O policial acredita que ainda mais mudanças de perfil estejam por vir, com a instalação de um grande empreendimento de hotelagem e parque aquático, previsto para os próximos três anos para as proximidades do Cânion de Capitólio.
Uma outra forma de admirar o visual natural e as belezas do cânion é pelos mirantes, trilhas, passeios e tirolesa do Cataguá Parque Mirante dos Cânions. A proposta de aliar a contemplação e o ecoturismo com a adrenalina de se dependurar em cabos de aço suspensos sobre a garganta do cânion, cruzando a passagem de um lado a outro, também experimenta uma quase retomada turística em níveis pré-acidente e anteriores à pandemia do novo coronavírus.

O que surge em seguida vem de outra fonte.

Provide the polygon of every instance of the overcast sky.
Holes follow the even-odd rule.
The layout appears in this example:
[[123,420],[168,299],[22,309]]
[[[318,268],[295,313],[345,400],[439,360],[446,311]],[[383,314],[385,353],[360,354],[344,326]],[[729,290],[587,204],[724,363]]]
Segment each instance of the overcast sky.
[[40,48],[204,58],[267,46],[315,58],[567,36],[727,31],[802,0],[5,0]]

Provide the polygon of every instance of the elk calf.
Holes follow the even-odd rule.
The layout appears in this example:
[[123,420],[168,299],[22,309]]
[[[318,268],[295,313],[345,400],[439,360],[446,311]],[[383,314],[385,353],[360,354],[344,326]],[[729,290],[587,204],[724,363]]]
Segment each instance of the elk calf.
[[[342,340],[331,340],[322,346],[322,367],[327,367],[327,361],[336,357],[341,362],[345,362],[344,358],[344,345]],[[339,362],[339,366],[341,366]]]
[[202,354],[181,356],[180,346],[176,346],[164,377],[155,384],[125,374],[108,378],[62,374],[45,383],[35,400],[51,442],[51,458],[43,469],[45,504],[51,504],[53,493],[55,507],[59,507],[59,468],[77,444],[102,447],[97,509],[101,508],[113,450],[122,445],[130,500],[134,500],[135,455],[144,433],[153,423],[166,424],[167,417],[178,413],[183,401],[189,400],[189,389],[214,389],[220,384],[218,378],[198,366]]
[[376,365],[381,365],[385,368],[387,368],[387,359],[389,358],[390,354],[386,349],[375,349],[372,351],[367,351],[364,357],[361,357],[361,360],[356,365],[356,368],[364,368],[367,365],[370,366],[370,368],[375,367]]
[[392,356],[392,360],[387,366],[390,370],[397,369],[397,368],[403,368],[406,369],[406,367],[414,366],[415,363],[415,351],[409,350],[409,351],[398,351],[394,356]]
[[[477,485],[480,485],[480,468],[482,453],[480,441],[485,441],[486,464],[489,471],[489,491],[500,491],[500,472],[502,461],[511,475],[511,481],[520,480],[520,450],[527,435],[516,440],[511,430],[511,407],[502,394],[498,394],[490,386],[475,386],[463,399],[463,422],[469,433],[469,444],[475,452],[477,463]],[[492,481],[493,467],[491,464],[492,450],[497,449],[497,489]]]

“Antes, o som alto das lanchas e a desorganização afastavam o tipo de turista que hoje nos procura, que quer ver a natureza, ouvir o canto dos pássaros e apreciar o cânion”, afirma o gerente de aventura Matheus Turri. “Passamos por tempos difíceis e escassos depois da tragédia. Mas o ano novo e o carnaval foram muito bons. Mudou o público. As excursões de ônibus vêm menos e chegam mais carros particulares. Os turistas do Sul do Brasil também estão vindo mais”, disse o gerente operacional Bruno Teixeira.
Os turistas parecem confiantes na segurança. Vindo de Florianópolis, o casal formado pelo analista de sistemas Alexandre Saito e pela auxiliar administrativa Márcia Saito, ambos de 49 anos, sabia do acidente de janeiro. Mas eles afirmam que isso não contou negativamente na escolha dos passeios.
“Primeiro, fomos a Ouro Preto e depois descemos para Furnas. A gente sabia da tragédia que ocorreu, mas fizemos o passeio de barco e vimos que estava muito mais organizado, os procedimentos nos passaram muita segurança. Agora estamos explorando a parte terrestre dos cânions. Gostamos muito e recomendamos”, disse Alexandre.